LONDON: When Roger Federer last strode off Centre Court as Wimbledon champion it must have seemed impossible to the Swiss great that it would take another three years of frustration and angst before he would reclaim his crown.
Fededer's 4-6, 7-5, 6-3, 6-4 victory over Andy Murray in Sunday's final secured a record-equalling seventh title at the All England Club and returned him to the top of the world rankings after a two-year absence.
Although Federer has become accustomed to Wimbledon glory, the emotion he showed after his victory over Murray suggested this meant much more than just the thrill of increasing his record tally of major titles to 17.

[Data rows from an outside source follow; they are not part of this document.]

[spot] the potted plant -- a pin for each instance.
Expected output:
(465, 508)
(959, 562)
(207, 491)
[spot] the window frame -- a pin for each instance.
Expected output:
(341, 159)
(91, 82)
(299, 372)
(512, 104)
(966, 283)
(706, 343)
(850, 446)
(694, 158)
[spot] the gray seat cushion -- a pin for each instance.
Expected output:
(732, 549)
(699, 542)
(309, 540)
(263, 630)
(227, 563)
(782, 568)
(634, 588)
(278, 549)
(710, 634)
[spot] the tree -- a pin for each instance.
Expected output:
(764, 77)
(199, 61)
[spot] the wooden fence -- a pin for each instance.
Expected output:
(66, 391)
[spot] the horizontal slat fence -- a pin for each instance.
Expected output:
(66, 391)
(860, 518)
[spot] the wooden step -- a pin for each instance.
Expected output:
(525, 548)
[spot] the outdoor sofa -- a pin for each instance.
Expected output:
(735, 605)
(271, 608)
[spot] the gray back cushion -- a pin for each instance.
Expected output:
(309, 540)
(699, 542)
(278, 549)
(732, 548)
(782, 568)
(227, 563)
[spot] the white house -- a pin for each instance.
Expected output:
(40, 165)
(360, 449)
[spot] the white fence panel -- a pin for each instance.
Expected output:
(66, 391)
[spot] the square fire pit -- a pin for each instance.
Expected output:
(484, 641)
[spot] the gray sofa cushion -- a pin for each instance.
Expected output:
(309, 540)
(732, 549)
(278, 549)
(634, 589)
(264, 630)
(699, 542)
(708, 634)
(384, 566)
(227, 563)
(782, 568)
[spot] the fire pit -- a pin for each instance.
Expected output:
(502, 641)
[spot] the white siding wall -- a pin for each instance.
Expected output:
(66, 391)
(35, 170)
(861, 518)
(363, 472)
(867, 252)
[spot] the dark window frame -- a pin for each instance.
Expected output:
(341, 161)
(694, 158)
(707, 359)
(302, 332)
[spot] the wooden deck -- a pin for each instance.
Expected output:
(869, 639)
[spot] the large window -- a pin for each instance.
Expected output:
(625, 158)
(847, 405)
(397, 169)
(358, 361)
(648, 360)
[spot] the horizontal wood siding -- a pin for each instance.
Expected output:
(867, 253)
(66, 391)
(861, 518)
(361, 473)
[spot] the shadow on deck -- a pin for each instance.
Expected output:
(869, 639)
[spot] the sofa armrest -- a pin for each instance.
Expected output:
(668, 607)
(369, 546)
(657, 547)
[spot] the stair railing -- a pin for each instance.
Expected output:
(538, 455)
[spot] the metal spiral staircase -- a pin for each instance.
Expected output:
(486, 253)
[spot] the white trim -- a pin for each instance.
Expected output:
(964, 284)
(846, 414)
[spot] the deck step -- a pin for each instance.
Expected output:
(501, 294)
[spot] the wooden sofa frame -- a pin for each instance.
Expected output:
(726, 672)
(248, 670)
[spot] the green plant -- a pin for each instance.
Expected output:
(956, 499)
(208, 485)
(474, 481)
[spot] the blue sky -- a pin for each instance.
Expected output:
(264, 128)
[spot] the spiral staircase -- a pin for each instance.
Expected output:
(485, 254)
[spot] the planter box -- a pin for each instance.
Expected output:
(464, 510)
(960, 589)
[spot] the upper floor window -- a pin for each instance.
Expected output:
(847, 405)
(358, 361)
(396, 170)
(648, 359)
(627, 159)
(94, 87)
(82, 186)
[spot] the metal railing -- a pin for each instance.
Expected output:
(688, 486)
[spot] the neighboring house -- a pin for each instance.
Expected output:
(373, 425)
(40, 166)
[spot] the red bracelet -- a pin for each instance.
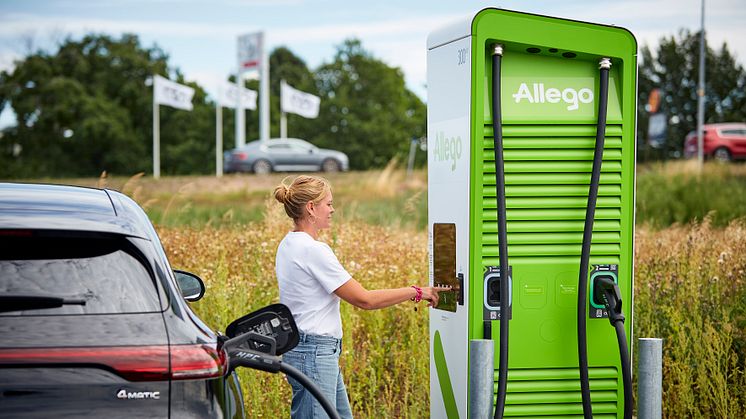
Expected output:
(417, 298)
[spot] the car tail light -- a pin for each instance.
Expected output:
(133, 363)
(196, 361)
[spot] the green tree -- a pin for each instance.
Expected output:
(674, 69)
(87, 108)
(366, 109)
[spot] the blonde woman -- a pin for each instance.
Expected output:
(312, 282)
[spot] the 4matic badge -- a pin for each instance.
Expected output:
(138, 395)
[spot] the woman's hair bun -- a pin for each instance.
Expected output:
(282, 192)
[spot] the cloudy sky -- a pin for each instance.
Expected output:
(200, 35)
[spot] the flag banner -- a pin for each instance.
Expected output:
(228, 96)
(166, 92)
(297, 102)
(250, 47)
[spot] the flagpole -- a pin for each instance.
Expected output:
(156, 139)
(240, 114)
(283, 116)
(218, 139)
(264, 97)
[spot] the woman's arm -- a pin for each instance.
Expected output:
(355, 294)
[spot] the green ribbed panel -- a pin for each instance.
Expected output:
(555, 392)
(547, 176)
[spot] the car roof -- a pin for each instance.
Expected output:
(257, 143)
(726, 125)
(70, 208)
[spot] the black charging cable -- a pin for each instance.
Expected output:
(590, 213)
(502, 234)
(613, 302)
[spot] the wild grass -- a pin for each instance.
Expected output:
(690, 290)
(385, 352)
(676, 192)
(690, 285)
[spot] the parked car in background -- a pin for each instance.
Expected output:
(723, 142)
(283, 155)
(93, 320)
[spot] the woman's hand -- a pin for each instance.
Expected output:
(431, 294)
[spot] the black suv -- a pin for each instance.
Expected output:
(93, 321)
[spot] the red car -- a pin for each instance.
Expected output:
(723, 142)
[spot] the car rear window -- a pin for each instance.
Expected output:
(105, 272)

This was a cathartic moment for Federer, who has spent the last three years fending off pointed questions about his supposed decline following a barren run at the Grand Slams stretching back to his 2010 victory at the Australian Open.

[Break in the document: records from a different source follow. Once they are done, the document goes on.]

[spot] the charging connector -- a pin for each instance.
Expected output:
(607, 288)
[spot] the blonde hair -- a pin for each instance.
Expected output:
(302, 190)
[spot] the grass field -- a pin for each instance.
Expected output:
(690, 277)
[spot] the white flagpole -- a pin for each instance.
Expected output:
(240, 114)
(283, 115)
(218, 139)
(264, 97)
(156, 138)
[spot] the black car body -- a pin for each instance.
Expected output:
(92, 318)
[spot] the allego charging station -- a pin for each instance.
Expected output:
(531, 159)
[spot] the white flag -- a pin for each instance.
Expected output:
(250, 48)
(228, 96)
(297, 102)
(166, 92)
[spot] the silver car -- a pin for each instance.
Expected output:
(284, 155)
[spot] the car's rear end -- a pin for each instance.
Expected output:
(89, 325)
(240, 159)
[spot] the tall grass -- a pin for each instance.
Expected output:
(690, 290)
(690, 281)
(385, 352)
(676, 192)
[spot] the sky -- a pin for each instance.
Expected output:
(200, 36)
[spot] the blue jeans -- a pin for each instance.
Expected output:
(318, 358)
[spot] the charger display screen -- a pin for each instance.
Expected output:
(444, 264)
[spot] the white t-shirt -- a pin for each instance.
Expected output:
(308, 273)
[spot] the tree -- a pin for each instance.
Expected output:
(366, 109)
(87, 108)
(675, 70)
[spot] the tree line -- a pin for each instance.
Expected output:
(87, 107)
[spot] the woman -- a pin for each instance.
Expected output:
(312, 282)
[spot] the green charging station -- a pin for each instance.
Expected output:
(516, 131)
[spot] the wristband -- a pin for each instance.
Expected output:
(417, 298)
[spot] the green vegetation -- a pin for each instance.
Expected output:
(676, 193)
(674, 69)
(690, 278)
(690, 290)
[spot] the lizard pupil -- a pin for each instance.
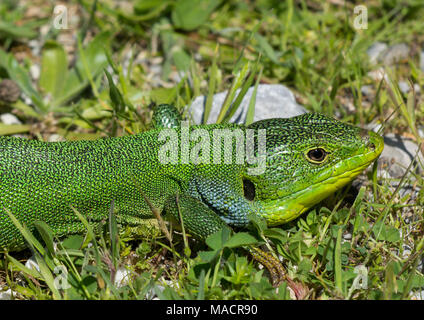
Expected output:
(317, 155)
(249, 189)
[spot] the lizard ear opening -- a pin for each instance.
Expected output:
(249, 189)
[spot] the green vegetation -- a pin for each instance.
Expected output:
(173, 51)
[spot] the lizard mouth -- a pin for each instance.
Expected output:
(280, 211)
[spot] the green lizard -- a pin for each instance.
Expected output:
(306, 158)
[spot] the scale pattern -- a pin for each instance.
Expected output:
(44, 181)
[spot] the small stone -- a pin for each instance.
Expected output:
(272, 101)
(9, 91)
(375, 51)
(32, 264)
(35, 72)
(6, 295)
(8, 118)
(122, 277)
(347, 236)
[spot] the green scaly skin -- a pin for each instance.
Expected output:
(44, 181)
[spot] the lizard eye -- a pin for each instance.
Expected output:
(249, 189)
(317, 155)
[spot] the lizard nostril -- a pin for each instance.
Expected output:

However much Federer argued otherwise, for sometime now the feeling has persisted that for a father of two young daughters, tennis was no longer quite so important as when he first unveiled his dazzling talent by shocking Pete Sampras at Wimbledon in 2001.
So reestablising his primacy at Wimbledon was the perfect response to the critics. No wonder he fell to the turf crying tears of joy.

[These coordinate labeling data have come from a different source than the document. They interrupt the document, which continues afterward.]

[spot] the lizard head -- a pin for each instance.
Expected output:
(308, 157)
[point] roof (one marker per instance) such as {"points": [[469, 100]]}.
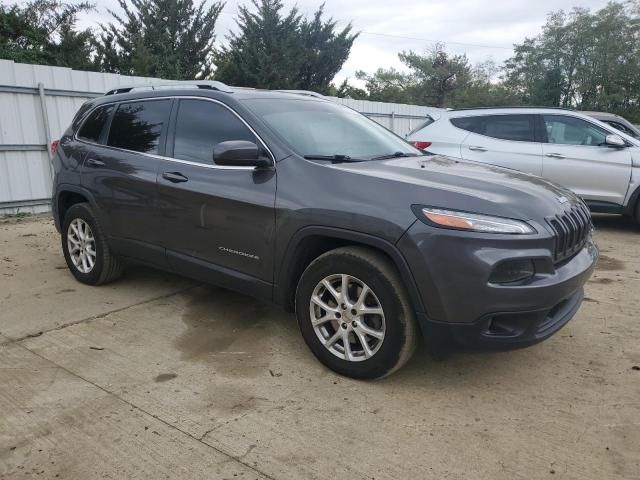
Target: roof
{"points": [[211, 86]]}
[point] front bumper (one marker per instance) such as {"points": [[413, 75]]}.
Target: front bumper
{"points": [[452, 271]]}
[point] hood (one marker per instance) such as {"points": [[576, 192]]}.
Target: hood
{"points": [[446, 182]]}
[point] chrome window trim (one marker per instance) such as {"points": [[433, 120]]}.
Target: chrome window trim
{"points": [[171, 159]]}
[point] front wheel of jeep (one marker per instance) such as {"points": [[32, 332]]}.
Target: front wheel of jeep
{"points": [[354, 314]]}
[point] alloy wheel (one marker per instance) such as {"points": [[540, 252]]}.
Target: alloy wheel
{"points": [[347, 317], [81, 245]]}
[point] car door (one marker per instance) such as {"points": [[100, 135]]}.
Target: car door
{"points": [[218, 221], [575, 155], [507, 140], [121, 175]]}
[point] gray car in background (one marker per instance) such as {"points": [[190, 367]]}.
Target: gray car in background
{"points": [[297, 200]]}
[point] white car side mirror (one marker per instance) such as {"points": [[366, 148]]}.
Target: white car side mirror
{"points": [[615, 141]]}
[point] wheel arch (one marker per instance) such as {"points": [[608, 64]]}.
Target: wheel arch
{"points": [[633, 205], [66, 196], [311, 242]]}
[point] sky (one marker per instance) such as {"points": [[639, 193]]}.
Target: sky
{"points": [[483, 29]]}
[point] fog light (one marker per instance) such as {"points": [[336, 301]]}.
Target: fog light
{"points": [[513, 271]]}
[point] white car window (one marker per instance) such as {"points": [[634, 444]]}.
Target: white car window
{"points": [[516, 127], [573, 131]]}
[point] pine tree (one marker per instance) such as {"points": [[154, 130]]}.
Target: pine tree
{"points": [[275, 50], [44, 32], [169, 39]]}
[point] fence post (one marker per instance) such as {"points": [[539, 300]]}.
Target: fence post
{"points": [[45, 121]]}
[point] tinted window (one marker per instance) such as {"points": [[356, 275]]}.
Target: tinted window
{"points": [[518, 128], [572, 131], [137, 126], [95, 123], [200, 125]]}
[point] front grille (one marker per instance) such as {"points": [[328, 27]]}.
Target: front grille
{"points": [[571, 230]]}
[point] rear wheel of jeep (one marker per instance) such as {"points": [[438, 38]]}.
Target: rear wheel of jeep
{"points": [[85, 248], [354, 314]]}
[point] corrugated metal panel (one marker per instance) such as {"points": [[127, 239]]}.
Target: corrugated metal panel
{"points": [[25, 175]]}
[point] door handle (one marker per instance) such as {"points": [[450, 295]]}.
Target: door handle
{"points": [[174, 177], [93, 162]]}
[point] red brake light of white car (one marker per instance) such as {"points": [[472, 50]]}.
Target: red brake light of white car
{"points": [[421, 145]]}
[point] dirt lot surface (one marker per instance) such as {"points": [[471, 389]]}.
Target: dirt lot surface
{"points": [[155, 377]]}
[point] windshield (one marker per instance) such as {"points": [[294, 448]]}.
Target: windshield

It was a marked contrast to his last Wimbledon triumph against Andy Roddick in 2009.
That success felt like a resumption of normal service for Federer after the previous year's defeat in a five-set classic against Rafael Nadal snapped his remarkable run of five successive Wimbledon titles.
At that point Federer had just completed the rare double of back to back wins at the French Open and Wimbledon and still seemed at the peak of his powers.
Yet the following 36 months would be the toughest period of Federer's career and by the time he arrived in south-west London for his 14th Wimbledon campaign two weeks ago, the 30-year-old was widely regarded as a fading force.
In hindsight, a surprise defeat against Juan Martin del Potro in the US Open highlighted the small cracks in Federer's game that Nadal and Novak Djokovic would exploit so ruthlessly.
After starting 2010 with a victory over Murray to win in Australia, Federer would appear in only one of the next nine Grand Slam finals and even that ended in the familiar sensation of a drubbing by Nadal on the clay at Roland Garros.
With Djokovic enjoying one of the greatest individual seasons in tennis history last year, Federer's ranking slipped to number three and some even began to debate his previously unquestioned right to be regarded as the greatest of all time.
Most baffling of all was his form at Wimbledon, where he suffered successive quarter-final exits in 2010, against Tomas Berdych, and 2011 against Jo-Wilfried Tsonga, a shocking defeat which marked the first time Federer had lost a two-set lead in a Grand Slam
It was all a far cry from the period when Federer, who fell in love with tennis as a child in Basel, Switzerland, reigned supreme over the sport, spending 285 weeks as world number one over two spells.
Once he conquered a notoriously short temper as a teenager, Federer was able to show off the full extent of his talent.
At times his only competition seemed to be the history books as one success followed another with breathtaking speed.
His breakthrough victory came at Wimbledon in 2003 when he defeated Mark Philippoussis in straight sets.
That opened the floodgates and the following year he hoovered up three of the four majors, defending his Wimbledon title and adding maiden triumphs at the Australian and US Opens.
Federer's golden era saw him win nine of his first 10 Grand Slam finals.
He may never hit those heights again, but on the evidence of Sunday's victory he isn't finished yet.